Still, “due to the complexity of this matter, Jordan must be helped and supported, especially since drug smugglers started using new techniques and resorting to new means, and there are no longer feasible solutions” that could help eliminate drug smuggling, he pointed out.

Security expert Bashir Al-Daja told Jordan News that “the goal of military patrols is not to fight smugglers, but rather to enforce security in southern Syria where armed gangs threaten Syrian security, not Jordanian security.”

Daja said that “unfortunately, the process of drug smuggling is carried out by military factions affiliated with the Syrian armed forces, which facilitate the flow of drugs toward Jordan.”

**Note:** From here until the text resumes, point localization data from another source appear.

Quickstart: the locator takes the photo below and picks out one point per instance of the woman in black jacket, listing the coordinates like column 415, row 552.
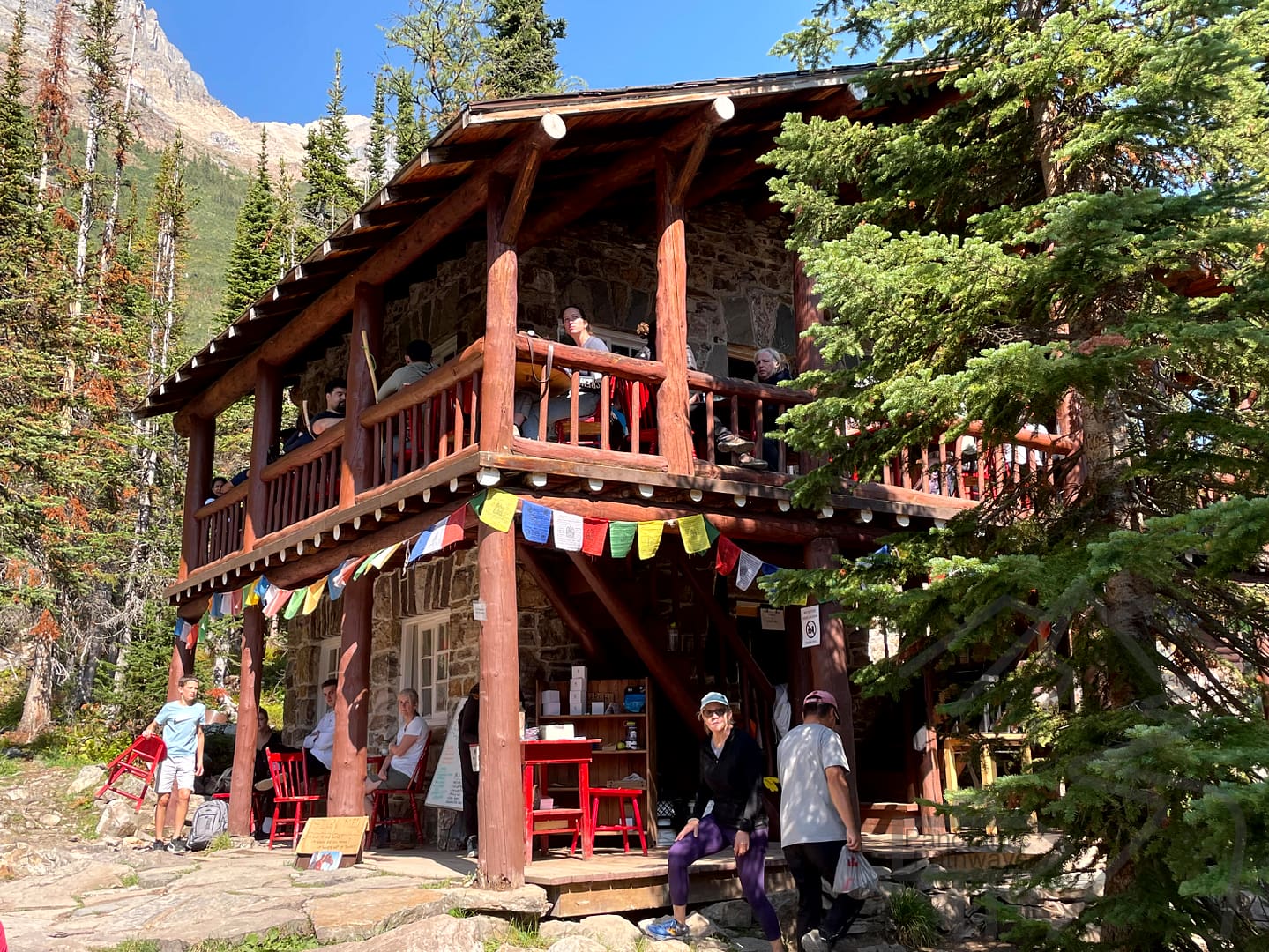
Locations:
column 731, row 775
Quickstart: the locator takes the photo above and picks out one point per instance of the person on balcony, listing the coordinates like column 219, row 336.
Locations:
column 558, row 407
column 731, row 776
column 771, row 369
column 418, row 365
column 320, row 741
column 725, row 440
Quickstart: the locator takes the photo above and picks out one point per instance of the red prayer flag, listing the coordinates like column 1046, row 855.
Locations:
column 728, row 553
column 594, row 532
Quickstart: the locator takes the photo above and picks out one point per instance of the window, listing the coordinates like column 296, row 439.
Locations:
column 327, row 659
column 425, row 662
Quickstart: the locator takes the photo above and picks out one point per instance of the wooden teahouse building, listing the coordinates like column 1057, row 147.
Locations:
column 633, row 205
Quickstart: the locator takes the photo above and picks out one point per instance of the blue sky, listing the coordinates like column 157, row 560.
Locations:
column 272, row 60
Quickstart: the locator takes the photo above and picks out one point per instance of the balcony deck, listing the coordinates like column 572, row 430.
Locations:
column 428, row 457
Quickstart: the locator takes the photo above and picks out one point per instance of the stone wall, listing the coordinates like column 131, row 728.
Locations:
column 547, row 648
column 740, row 280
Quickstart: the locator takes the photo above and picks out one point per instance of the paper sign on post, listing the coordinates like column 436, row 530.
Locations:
column 811, row 627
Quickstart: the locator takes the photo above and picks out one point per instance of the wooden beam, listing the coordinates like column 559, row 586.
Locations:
column 830, row 662
column 347, row 792
column 674, row 430
column 198, row 482
column 525, row 179
column 624, row 173
column 386, row 264
column 558, row 601
column 659, row 668
column 266, row 416
column 248, row 714
column 358, row 459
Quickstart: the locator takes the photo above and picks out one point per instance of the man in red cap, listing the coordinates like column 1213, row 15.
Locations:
column 816, row 819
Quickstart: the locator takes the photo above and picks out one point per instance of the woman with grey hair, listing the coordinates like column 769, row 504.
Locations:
column 772, row 368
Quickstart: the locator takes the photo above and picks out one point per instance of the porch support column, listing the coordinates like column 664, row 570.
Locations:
column 674, row 433
column 265, row 435
column 249, row 706
column 930, row 770
column 347, row 792
column 357, row 469
column 830, row 663
column 198, row 483
column 500, row 800
column 347, row 796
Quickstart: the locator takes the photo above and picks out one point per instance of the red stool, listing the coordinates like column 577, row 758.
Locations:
column 623, row 825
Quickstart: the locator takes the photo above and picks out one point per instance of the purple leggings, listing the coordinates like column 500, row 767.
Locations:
column 751, row 867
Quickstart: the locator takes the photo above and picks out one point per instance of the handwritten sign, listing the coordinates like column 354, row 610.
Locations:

“If the Russian forces want to solve the drug problem, they must eliminate the farms and factories and where drugs are grown and manufactured, and sent by military factions and smugglers toward Jordan,” he said, stressing that “this must be fought on Syrian territory and not on the Syrian border”.

Retired police Brig. Gen. Hashem Al-Majali told Jordan News that “these patrols could either reduce the scourge of drug smuggling or increase it”.

By way of explanation, he said that “drug dealers have money, and if this money can buy power (the Russian patrols), it will be a very dangerous thing. If so, then the matter will be more complicated and difficult, especially since they have very modern technology.”

“However, if the Russian decision to conduct patrols is the result of an understanding between the Jordanian Armed Forces and the Russian armed forces, this may actually limit drug smuggling and may also lead to a complete prevention of drug smuggling,” he added.

Majali also believes that “the attack that we are facing is organized and fierce, and some militias and parties may be behind it.”